Video games, TV, anime/manga, music, they're all very stiff competition for comics.

Missing tons and tons of historical bits and the idea that popular cartoons were not ALWAYS merchandising fronts with the only ones waxing on about the artistry were low-medium importance journeymen. The last part about accessibility is totally right though

People don't read as much anymore for entertainment, that's the main reason. Back in the day you largely only had books or radio if you wanted that kind of entertainment unless you lived in a city where you had access to live music, theater, etc.

Today there's way more options, and people prefer watching tv, streaming twitch or youtube or playing video games.
Comics are also still considered kiddy shit, not meant for real adults. And there's the neverending bias that "comics are too complex to get into"

It's the same issue as people go less to movie theaters. Ever since TV became widespread it took a way a ton of viewers, but you could watch old movies on TV so movies still had an audience, just the venue from where people watched them changed.

Comics doesn't really have that.

People want straightforward stories with beginnings, middles, and ends. Comics cannot provide such stories because they have no beginning or an end, and their narratives are split between dozens of different writers in very episodic formats and no overarching plots. That's why manga succeeded where comics failed - manga has a straightforward approach that lets you get in easily and enjoy more complex stories not fractured by publisher meddling.

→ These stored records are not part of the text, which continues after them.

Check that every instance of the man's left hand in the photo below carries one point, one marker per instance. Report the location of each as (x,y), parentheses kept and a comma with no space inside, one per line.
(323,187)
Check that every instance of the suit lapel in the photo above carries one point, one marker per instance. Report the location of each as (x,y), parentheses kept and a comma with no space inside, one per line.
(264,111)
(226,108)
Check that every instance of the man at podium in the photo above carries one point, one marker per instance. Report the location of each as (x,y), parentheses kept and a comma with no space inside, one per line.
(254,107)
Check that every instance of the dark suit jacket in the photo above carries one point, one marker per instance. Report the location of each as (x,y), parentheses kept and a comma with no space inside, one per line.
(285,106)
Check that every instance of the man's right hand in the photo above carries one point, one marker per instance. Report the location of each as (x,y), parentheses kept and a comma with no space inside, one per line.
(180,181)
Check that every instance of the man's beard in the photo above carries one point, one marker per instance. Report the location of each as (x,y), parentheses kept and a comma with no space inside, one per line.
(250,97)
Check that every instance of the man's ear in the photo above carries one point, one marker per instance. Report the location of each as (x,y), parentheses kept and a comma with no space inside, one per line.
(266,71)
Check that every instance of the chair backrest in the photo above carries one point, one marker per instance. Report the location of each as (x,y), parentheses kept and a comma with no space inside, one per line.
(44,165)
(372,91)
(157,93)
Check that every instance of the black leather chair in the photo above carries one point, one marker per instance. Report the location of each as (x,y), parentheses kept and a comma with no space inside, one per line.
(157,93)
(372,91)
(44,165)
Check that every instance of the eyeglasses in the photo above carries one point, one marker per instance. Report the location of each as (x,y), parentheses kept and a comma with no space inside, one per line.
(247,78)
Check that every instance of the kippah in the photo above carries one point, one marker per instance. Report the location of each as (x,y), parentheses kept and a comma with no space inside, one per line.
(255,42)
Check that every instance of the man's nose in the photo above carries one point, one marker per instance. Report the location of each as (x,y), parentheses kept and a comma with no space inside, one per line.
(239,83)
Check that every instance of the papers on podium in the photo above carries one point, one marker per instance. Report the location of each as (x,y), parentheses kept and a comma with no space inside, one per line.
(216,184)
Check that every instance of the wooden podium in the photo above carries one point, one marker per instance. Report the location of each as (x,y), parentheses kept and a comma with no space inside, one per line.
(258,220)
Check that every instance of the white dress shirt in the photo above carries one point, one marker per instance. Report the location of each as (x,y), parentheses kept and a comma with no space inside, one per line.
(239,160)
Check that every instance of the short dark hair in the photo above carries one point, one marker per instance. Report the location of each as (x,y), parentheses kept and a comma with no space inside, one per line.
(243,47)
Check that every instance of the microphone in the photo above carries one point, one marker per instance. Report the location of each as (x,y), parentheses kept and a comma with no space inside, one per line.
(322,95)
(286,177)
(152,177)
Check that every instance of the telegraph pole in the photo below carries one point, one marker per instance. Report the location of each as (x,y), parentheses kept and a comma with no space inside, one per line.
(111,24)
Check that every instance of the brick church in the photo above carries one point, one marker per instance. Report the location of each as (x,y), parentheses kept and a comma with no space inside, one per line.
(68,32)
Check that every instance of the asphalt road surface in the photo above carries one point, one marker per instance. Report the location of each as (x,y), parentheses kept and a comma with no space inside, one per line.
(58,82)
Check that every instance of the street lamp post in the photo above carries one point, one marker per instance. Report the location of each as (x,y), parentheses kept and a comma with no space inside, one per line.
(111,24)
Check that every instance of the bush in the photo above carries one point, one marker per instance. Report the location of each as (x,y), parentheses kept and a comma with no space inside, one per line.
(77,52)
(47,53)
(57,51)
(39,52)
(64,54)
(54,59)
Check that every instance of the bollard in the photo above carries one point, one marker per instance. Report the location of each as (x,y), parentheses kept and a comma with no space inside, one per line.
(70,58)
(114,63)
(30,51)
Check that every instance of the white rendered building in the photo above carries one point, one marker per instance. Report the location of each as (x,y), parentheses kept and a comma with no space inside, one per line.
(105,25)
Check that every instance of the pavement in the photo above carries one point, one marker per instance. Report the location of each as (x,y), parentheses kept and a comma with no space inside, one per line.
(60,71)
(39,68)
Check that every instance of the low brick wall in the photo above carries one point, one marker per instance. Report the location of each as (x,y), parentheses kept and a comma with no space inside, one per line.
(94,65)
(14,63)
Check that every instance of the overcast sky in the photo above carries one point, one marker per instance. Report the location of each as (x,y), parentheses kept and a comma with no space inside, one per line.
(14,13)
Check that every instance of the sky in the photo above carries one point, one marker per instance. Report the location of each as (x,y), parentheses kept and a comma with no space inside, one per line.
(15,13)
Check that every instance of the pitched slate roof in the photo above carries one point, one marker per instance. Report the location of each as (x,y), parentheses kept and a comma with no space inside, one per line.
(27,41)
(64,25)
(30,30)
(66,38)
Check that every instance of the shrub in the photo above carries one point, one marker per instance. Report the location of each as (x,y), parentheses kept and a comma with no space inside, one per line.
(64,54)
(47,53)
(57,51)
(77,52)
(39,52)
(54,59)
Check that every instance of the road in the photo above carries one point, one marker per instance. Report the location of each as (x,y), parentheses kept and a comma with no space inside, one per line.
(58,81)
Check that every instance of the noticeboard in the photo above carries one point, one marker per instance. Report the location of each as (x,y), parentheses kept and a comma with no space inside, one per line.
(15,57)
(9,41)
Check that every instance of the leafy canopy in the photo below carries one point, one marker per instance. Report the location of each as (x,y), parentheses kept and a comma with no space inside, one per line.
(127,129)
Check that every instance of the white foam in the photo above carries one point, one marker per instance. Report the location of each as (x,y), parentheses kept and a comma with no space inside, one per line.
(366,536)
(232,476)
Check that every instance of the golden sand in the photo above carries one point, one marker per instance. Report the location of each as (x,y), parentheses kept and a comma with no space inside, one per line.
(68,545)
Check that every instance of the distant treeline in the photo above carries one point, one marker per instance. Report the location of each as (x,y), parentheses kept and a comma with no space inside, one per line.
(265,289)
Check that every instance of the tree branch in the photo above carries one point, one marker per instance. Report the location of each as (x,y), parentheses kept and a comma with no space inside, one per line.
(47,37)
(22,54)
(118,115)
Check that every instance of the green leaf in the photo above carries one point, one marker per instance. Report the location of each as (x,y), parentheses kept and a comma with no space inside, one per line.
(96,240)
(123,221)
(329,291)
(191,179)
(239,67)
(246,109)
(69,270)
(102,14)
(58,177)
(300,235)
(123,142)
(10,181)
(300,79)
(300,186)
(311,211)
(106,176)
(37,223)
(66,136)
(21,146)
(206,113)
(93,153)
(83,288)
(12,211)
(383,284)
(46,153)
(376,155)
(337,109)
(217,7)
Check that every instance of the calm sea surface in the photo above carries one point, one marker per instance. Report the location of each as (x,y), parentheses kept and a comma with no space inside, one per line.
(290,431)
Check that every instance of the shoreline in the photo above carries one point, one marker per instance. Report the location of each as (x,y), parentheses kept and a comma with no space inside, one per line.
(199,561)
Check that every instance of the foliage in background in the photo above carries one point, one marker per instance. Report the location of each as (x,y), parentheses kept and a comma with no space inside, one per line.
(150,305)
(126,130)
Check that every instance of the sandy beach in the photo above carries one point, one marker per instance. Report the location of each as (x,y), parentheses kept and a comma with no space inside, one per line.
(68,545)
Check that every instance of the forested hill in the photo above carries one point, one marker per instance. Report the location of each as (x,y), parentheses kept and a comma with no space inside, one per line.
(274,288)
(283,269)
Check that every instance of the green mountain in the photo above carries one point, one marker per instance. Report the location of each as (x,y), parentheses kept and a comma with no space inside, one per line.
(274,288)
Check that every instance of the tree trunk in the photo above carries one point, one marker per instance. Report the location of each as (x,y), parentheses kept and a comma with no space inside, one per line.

The moral panic over comics in the 50s and the creation of the Comics Code Authority destroyed most genres except heavily neutered superhero comics for nearly two decades.

>People want straightforward stories with beginnings, middles, and ends

And this is why people read 20+ decades long and still ongoing manga series?

>People want straightforward stories with beginnings, middles, and ends.

You get that with each individual runs that are even conveniently packaged in trades and comics are now even relaunched so often that it's easy to just pick the new volume that starts with #1. Nobody fucking wants Batman to really end forever.

Let's look at some recent popular manga.
>Demon Slayer
Ended in ~4 years
>Chainsaw Man
Ended in ~3 years
>Attack on Titan
Ended in ~11 years
>Jujutsu Kaisen
Ongoing, currently 4 years old
>Spy X Family
Ongoing, currently 3 years old
>Haikyu
Ended after ~10 years
>Tokyo Revengers
Ongoing, currently 5 years old
>MHA
Ongoing, currently 8 years old.

I think the only ongoing manga that are actually relevant that are 20+ years old are One Piece and maybe Naruto if you count Boruto.

superheroshit monoculture destroyed the medium

Beauty and the Beast almost won at Oscars so the Hollywood dynasties set out to make sure that can never happen again.
Cartoons and other adjacent things have been for kids ever since.
They tried it again with videogames once the market was starting to eclipse that of the movies but the old farts had underestimated "the threat" and it was too little, far too late and people did not stop playing videogames.

>that are actually "relevant"
>lists nothing but shounen
>lists things where only the recent anime adaptation made them "relevant"

EVERY. FUCKING. TIME.

No cool fight scenes.

most genres did fine post cca, superheroes only killed them in the late 70s.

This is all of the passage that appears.